ReportsnReports - Saudi Arabia Water Report Q2 2011
Saudi Arabia Water Report Q2 2011
Saudi Arabia is the third largest consumer of water per capita in the world, but has limited groundwater to tap. The country has been plagued by shortages in recent years, and with consumption rising on the back of a growing population and economic growth set to soar, the government has needed to act quickly to stave off potential disaster and civil unrest.
Desalination forms the backbone of the government’s water strategy. Some 30 desalination plants have already been built by the state, but these have barely been able to keep pace with rising demand. The country’s water problems remain acute, and will be aggravated by the economic revival underway, underscored by robust oil price levels and expansive government spending initiatives. The pressure is now on the authorities to replicate the increase in electricity tariffs implemented in mid-2010, with new water tariffs that will help to rationalise consumption. The government is understood to be studying options for increasing tariffs to conserve water.

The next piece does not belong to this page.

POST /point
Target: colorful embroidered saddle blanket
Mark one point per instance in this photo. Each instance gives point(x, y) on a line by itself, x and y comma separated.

We have revised down our forecasts for water desalination capacity additions over coming years. By 2014, we envisage water desalination supply to reach 1.294bn m3, compared with a previous forecast of 1.366bnm3. The revision reflects slower than expected progress on key schemes, as well as the delays to the major new Ras al-Zour independent water and power production (IWPP) scheme, which was to have been let on a privately financed basis, but is now being implemented as a state-backed scheme.

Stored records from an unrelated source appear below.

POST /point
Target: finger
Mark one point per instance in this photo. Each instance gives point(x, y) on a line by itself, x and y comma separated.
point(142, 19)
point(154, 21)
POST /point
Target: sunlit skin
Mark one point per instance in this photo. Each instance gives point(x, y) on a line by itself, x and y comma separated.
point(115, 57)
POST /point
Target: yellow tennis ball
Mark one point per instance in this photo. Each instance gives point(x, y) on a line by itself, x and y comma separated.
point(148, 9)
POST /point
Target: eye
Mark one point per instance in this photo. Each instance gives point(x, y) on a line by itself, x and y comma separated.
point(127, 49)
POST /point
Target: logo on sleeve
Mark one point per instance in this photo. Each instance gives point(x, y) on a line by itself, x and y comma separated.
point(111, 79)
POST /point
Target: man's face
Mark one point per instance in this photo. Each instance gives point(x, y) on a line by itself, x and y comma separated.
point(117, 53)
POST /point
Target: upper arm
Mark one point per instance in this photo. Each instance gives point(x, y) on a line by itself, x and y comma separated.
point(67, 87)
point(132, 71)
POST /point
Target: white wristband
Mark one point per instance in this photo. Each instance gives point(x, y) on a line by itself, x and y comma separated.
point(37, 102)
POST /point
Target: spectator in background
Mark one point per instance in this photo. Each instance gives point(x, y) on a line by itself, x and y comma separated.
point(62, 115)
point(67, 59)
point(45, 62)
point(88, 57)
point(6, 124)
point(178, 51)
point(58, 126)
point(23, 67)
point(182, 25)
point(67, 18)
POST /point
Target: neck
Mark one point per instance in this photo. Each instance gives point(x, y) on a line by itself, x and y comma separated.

In Q310, one of the largest water deals in the region was awarded. South Korea’s Doosan Heavy Industries & Construction won the engineering, procurement and construction (EPC) contract for Ras al-Zour scheme, in a deal worth US$1.5bn. The reverse osmosis/thermal hybrid desalination plant will boast a capacity of 226mn gallons per day (g/d).
Around US$6bn a year has been committed by the government to bolster the water sector over the next two decades. The programme involves massive input from the domestic and international private sectors. Saudi Arabia’s regulatory system for the power and water sectors was overhauled to make it more investor-friendly and to enable the creation of bodies such as the Water and Electricity Company (WEC) and the National Water Company (NWC) to manage the transition and provide state partners for investors. The latter Riyadh-based company is ramping up its activities in 2011, with a commitment to put projects worth US$800mn into operation as the kingdom focuses its attentions on boosting water use efficiency.

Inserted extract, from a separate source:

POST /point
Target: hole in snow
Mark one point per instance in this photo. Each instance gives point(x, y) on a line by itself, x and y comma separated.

The main vehicles are IWPPs in which the private sector can take stakes of up to 60%. Over US$15bn worth of IWPPs have been sanctioned since the programme started in 2004. They will add over 1bn m3 a year to the country’s water supply and nearly 10 gigawatts (GW) of power capacity. The authorities are considering raising tariffs in order to conserve water, and having hiked power tariffs in summer 2010, there is now a precedent for taking action.
Implementation is the watchword in the wastewater treatment sector. NWC has successfully ensured the shortening of the expected duration of delivery on a number of critical water and wastewater projects worth SAR1bn in Riyadh and Jeddah, following the use of acceleration mechanisms.
NWC had plans to outsource the management of the Medina’s water and wastewater networks under public private partnership (PPP) arrangements, with outsourcing of networks in the city of Dammam to follow in Q211. Most wastewater projects will be financed under traditional engineering, procurement and construction (EPC) contracts rather than build-operate-transfer (BOT) schemes over the next couple of years.